“Where is Duccio?” I pressed.

“This is Daniel,” Gabrielle insisted, walking me into her drawing room. “Duccio was his father.”

I stared at the man standing by the empty fireplace with suspicion, feeling like I’d fallen into some deluded dream. Nothing felt right about the moment. The Baroness, my lycan mother, held my hand and was alive while this doppelgänger stared at me without the slightest deception in his mind.

Daniel Archer, the man said silently to me.

He was a child. No, he was a man in his early thirties, but his mind bore none of the characteristics of a lycan more than a year old. It was transparent, yet I struggled to believe it could be true. I’d stared at that face so many times: the ridge of his temples, the firm jaw, and the sharp nostrils that flared under that heavy brow even when he smiled. And then there were his eyes, azure pools I’d gotten lost in each time I stared at him, startled by how alert and penetrating they were.

Was his father?”

“Biological father,” he said. “I never knew him but a moment before he passed.”

I looked to Gabrielle to explain, but the pain in her red eyes confirmed the impossible.

“He cannot be dead,” I insisted. “He would never end his life.”

Of that much, I was sure. I’d met no one more alive than Duccio. The only blade that had ever cut him was stealing his father’s life. The truth of what he’d done, ending the very thing he loved most, crippled his mind with guilt. But he’d never…

An acute pain broke through my thoughts. Could I be so blind about someone? Had I forgotten what he’d done to Guccia and her family or the others?

I raised my hand to press my thumb against my temple and covered my eyes. My head swam with uncertainty.

“But where is he?” I demanded with a start. “And where is Maximilien? Where is my father?

Though I resisted, Gabrielle pulled me to sit beside her on the small champagne velvet sofa. I didn’t want to sit, but I hadn’t the strength to do anything but comply.

“Mon chéri, your father passed away some fifty years ago in New York.”

My eyes sharpened, and I shook my head.

“That’s impossible,” I insisted. “I was there fifty years ago. I lived there for a century and would know if he were there.”

Even as I said the words, I doubted myself. I’d left New York in September 1859, nearly sixty-five years ago.

But he’d been alive all that time, just as Gabrielle was now seated beside me.
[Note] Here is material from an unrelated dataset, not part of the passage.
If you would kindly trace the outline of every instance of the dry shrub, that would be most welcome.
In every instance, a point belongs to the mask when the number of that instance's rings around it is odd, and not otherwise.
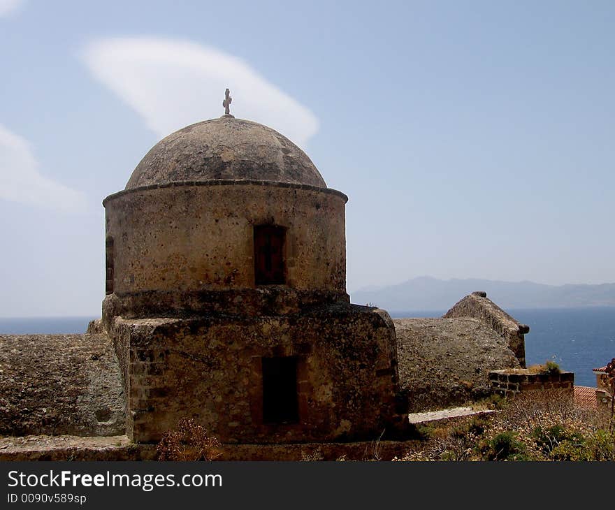
[[[189,418],[165,432],[157,446],[159,460],[213,460],[222,455],[220,442]]]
Father had been alive all those days in Napa while I thought of him, remembering all he taught me about farming. I’d seen him smile at my work a hundred times, feeling the warmth of his imagined kisses as they comforted my torn soul.
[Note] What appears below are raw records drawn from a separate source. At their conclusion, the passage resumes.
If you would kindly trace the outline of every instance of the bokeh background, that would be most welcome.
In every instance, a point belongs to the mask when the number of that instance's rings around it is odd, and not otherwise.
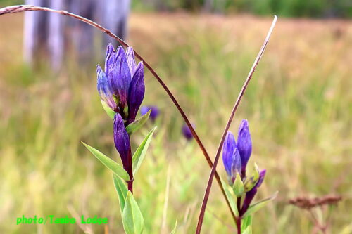
[[[22,4],[0,1],[0,6]],[[126,41],[149,61],[194,122],[212,158],[241,86],[269,28],[268,47],[230,130],[249,121],[250,164],[267,169],[257,200],[277,199],[254,216],[254,233],[310,233],[297,196],[341,195],[330,233],[352,233],[352,21],[348,1],[132,1]],[[64,17],[64,16],[61,16]],[[82,23],[83,24],[83,23]],[[96,89],[103,39],[92,53],[65,48],[61,67],[45,55],[23,56],[24,14],[0,17],[0,233],[81,233],[77,225],[18,225],[16,218],[84,214],[108,217],[92,232],[123,232],[111,174],[83,141],[119,160],[111,119]],[[38,52],[39,53],[39,52]],[[144,105],[161,115],[132,138],[133,148],[158,130],[134,180],[146,233],[194,232],[210,169],[183,120],[145,70]],[[225,178],[222,162],[218,171]],[[320,214],[325,215],[324,212]],[[232,233],[234,223],[215,181],[203,233]]]

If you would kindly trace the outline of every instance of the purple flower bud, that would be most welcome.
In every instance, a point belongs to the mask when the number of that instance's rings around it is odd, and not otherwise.
[[[105,73],[108,77],[109,82],[111,82],[113,77],[113,63],[115,58],[116,53],[113,49],[113,46],[109,43],[106,47],[106,56],[105,58]]]
[[[159,108],[156,105],[144,105],[141,108],[141,115],[144,115],[151,110],[150,118],[152,122],[155,122],[158,115],[159,115]]]
[[[136,71],[137,65],[134,60],[134,52],[132,47],[128,47],[126,49],[126,57],[127,58],[128,68],[131,73],[131,77],[133,77],[134,72]]]
[[[122,117],[119,113],[116,113],[113,119],[113,139],[115,147],[121,157],[123,167],[128,172],[130,167],[129,157],[131,155],[130,136],[125,128]]]
[[[115,94],[118,94],[119,105],[123,109],[127,105],[131,73],[128,67],[126,54],[122,46],[119,46],[116,51],[111,79],[112,90]]]
[[[266,173],[265,169],[263,169],[260,172],[259,172],[259,179],[258,180],[257,183],[254,186],[254,187],[253,187],[253,188],[250,191],[246,193],[246,197],[244,197],[244,201],[243,203],[242,208],[241,209],[240,215],[244,214],[244,213],[246,213],[246,212],[247,211],[248,208],[249,207],[249,205],[252,202],[253,198],[257,193],[258,188],[260,186],[263,181],[264,181],[265,173]]]
[[[252,141],[249,133],[248,121],[243,119],[239,129],[237,137],[237,148],[239,149],[241,162],[242,164],[242,175],[244,175],[248,160],[252,152]]]
[[[125,123],[132,122],[144,97],[143,63],[136,66],[134,53],[131,47],[119,46],[115,52],[111,44],[106,48],[105,73],[97,68],[98,91],[101,100],[115,112],[120,114]],[[115,98],[114,98],[115,96]]]
[[[194,128],[194,124],[191,124],[193,128]],[[192,132],[191,129],[188,127],[187,124],[184,124],[182,126],[182,134],[186,138],[187,141],[191,141],[193,138]]]
[[[144,98],[144,71],[143,62],[139,62],[131,81],[128,94],[128,122],[136,119],[138,109]]]
[[[236,175],[241,171],[241,157],[237,148],[234,134],[228,131],[222,147],[222,161],[230,183],[234,182]]]
[[[99,65],[96,66],[98,75],[97,89],[100,98],[113,110],[116,108],[116,103],[113,98],[113,93],[108,81],[108,77]]]

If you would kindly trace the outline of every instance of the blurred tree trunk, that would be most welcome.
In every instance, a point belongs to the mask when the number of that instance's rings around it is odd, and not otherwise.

“Duccio died only three months ago,” she continued. “He is truly gone. I saw to his remains myself. But what I don’t understand is how did you know him?”

She stared at me, her eyes suffering to comprehend the impossible, just as I stared at her.
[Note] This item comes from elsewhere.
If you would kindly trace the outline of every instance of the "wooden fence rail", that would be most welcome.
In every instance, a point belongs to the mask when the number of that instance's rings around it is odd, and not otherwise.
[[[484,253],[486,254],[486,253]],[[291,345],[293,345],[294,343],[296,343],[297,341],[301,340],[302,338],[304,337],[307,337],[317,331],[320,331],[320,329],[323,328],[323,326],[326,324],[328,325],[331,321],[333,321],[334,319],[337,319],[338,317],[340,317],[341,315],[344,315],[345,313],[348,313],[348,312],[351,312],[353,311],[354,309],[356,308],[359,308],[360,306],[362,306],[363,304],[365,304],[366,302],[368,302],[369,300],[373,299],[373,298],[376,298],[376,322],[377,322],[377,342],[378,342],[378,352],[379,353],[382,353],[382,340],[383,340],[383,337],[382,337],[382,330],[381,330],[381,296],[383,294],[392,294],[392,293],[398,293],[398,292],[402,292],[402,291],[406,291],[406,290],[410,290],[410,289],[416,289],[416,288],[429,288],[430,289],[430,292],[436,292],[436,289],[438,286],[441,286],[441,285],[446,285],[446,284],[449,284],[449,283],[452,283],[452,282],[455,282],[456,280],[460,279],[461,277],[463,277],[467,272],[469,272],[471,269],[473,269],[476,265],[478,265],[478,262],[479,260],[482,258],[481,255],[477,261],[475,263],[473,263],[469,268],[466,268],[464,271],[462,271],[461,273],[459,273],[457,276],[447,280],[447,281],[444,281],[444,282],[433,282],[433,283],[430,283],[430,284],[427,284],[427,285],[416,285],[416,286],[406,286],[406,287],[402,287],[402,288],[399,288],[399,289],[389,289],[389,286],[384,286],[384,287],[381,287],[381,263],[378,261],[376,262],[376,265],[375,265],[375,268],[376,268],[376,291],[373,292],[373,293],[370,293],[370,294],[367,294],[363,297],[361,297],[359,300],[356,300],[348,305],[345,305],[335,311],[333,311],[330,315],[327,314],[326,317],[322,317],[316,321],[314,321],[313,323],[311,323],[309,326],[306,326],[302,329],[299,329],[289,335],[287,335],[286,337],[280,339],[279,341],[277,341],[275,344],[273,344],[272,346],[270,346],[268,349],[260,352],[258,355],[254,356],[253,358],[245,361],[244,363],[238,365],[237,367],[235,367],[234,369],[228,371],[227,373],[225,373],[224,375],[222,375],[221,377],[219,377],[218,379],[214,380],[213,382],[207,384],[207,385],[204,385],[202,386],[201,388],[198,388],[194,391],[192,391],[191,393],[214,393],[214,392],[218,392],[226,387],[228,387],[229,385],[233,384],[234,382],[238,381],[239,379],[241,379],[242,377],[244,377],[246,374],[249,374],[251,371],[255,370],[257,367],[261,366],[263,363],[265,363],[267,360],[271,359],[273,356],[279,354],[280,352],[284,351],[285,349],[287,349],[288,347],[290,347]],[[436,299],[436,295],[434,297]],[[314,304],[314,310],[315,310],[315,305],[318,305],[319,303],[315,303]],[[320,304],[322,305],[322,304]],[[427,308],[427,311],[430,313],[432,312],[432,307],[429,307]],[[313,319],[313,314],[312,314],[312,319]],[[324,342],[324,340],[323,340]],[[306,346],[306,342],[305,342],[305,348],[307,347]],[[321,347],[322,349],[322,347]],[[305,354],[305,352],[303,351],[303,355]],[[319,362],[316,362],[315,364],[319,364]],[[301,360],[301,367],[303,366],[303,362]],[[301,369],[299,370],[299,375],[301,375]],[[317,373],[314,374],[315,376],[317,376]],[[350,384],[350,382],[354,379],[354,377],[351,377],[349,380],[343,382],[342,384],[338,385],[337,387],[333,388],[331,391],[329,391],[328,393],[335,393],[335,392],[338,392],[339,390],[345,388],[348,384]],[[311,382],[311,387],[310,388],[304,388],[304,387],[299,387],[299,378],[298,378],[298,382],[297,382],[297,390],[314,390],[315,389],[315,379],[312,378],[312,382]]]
“I’ve known him all my life,” I asserted. “He rescued me the night Chastain’s wolves cut down you and Father.”

Gabrielle offered nothing but confused disbelief in response. And then I remembered the moments from so long ago. I sent her flashes of what remained locked in my mind. Fragments of memory. How I floated in Duccio’s arms as we ascended out of the dungeons. How he held me on the schooner while I shivered from the blood lost to Bishop Toussaint’s torture. I remembered Duccio’s words describing how Chastain had executed Maximilien and Gabrielle. He’d rescued me from a similar fate. He would protect me forever, he promised. Then of the race across the peninsula when Sforza’s wolves hunted us. And then of his loving me when we arrived in Rome, of the sweet melody of a thousand kisses.

Gabrielle rose from the sofa with a start, releasing my hand to move away. She went to a window, though her eyes stared at nothing. Her mind was a sea of agitated confusion. Daniel moved to comfort her, but she shook her head—it was unnecessary.

“But what does it all mean?” I implored her.

The material world beneath my feet seemed unreal. I couldn’t anchor myself, and the nightmare of these impossibilities swirled aimlessly, threatening to make me sick.

“I don’t know all of what it means,” Gabrielle said. “And I fear we never will. But I have so much to tell you about Duccio, as I see you have to tell me.”

Gabrielle returned to the sofa. She took my hand again and kissed my cheek.

“The last of those many things I’ll tell you,” she whispered, “is that I’m the one who killed him.”